Ontogenetic trait variability and nitrogen stoichiometric homeostasis explained high stability of Artemisia frigida-dominated grassland

The degraded grassland is characterized by changes in dominant species and decreased soil resource supply capacity, limiting community foraging by carbon capturing and/or resource absorption. In this study, we used a manipulative greenhouse experiment to explore the plant trait variations of three species representing three degradation succession stages in the Inner Mongolian grassland of China. We examined variability in key trait values during early, middle and late growing stages and assessed the nitrogen stoichiometric homeostasis (HN) of different plant organs growing on loamy (undegraded) and sandy (degraded) soils. The results showed that plant root length (RL) shifted significantly from the early to middle stage, where Artemisia frigida presented the longest RL, and Setaria viridis had the shortest RL. Leyums chinensis exhibited the largest root-shoot ratio (RSR) with a well-developed rhizome, while A. frigida had smaller but variable RSR which increased 1.57-2.15 times, changing from the resource acquisition to the resource conservation strategy from the early to late stage. The shoot nitrogen content (SNC) and root nitrogen content (RNC) decreased over the growing season.

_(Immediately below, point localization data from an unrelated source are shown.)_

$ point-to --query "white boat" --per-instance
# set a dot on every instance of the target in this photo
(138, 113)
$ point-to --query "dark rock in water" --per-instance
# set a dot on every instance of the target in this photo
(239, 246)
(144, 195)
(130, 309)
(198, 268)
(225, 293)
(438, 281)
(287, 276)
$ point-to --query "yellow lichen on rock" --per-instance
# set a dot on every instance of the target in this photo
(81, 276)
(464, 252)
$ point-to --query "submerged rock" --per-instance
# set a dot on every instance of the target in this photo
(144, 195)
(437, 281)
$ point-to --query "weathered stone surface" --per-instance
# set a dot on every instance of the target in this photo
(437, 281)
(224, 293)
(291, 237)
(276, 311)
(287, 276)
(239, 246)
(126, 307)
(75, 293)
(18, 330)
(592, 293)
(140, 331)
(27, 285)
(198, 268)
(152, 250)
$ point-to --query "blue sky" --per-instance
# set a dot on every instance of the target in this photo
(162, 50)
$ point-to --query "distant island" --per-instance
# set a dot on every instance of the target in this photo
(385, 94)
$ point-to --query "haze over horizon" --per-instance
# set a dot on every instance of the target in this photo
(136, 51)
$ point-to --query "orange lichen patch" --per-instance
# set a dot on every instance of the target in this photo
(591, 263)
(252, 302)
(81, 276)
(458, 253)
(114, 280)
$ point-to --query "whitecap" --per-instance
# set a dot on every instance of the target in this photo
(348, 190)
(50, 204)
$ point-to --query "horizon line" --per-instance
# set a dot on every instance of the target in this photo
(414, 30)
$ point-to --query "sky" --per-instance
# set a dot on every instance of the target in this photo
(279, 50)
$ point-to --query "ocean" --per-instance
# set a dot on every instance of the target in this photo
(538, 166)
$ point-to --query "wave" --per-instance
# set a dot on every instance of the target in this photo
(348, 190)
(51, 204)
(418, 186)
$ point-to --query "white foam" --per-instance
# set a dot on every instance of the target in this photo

No obvious differences were observed between plant traits of L. chinensis or A. frigida when growing on loamy or sandy soils, despite the fact that the nutrient supply in loamy soil was better. Shoot HN showed higher values for plants growing on loamy soils than on sandy soils. The degradation indicator species A. frigida presented the highest shoot HN under sandy soil and held relatively stable root HN for both soils (6.71 vs 6.00), indicating a higher adaptability to sandy soils. Our results explained the occurrence of the stable degraded grassland dominated by A. frigida and could shed light on methods for its restoration.